2.2 Mean shift clustering

2.2.1 Substacking.

We begin by splitting the whole 3D image into a set of relatively small substacks of size W×H×D. Partitioning the image has a number of advantages. First, it allows us to approximate a local-thresholding procedure (see Section 2.2.3) without incurring in the computational cost of fully fledged local thresholding algorithms (Sahoo et al., 1988). Second, dividing a large image in several substacks enables an immediate multi-core parallel implementation where each substack is processed separately in a different thread. Third, it is convenient to work on substacks during the manual annotation process (see Section 3.1.1), which is necessary to create the ground truth data used to estimate the quality of the predictions.

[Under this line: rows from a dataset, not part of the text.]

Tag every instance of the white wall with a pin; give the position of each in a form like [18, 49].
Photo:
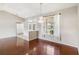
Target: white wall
[78, 26]
[69, 26]
[7, 24]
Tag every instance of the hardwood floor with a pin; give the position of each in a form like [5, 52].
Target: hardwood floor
[44, 47]
[17, 46]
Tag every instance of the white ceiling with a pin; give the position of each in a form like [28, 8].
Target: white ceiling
[32, 9]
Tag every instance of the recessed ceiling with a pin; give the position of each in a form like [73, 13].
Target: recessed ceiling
[32, 9]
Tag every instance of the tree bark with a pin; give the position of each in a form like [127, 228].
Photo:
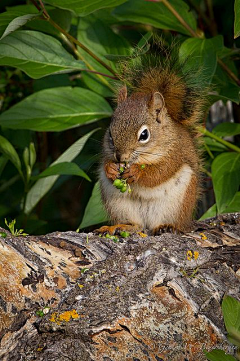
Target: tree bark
[77, 296]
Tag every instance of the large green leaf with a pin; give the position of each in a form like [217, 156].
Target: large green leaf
[83, 7]
[10, 153]
[226, 178]
[36, 54]
[64, 168]
[219, 355]
[18, 23]
[42, 186]
[224, 87]
[231, 314]
[101, 40]
[156, 14]
[56, 109]
[14, 12]
[237, 19]
[94, 212]
[201, 56]
[234, 206]
[227, 129]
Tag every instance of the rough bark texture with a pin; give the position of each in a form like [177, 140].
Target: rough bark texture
[142, 298]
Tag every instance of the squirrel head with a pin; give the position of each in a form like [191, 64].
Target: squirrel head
[140, 129]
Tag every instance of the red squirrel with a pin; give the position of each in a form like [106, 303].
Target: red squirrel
[152, 147]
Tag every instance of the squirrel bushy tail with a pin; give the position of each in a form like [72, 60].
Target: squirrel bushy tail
[160, 69]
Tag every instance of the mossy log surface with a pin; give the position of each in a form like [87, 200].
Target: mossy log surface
[77, 296]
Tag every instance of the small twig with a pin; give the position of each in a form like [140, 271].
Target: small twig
[71, 38]
[77, 76]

Substacks need to overlap to avoid border effects in the subsequent clustering procedure (see Section 2.2.2). The overlap length M was designed to ensure that every cell with a center detected inside the substack of size (WM)×(HM)×(DM) falls entirely within the substack of size W×H×D (Fig. 1). In our images, the visible region of a Purkinje soma ranges between 11 and 18 voxels in diameter, corresponding to 13 ÷ 22 μm in the tissue (taking into account the shrinkage introduced by the clearing procedure). We therefore used M = 20 in our experiments. Also, when W, H, D range in 100–150, substacks are small enough to obtain an approximately local binarization threshold and, at the same time, large enough to keep the overhead due to the processing of overlapping regions within acceptable limits. All the algorithms described below operate independently on single substacks.

Fig. 1.

Fig. 1.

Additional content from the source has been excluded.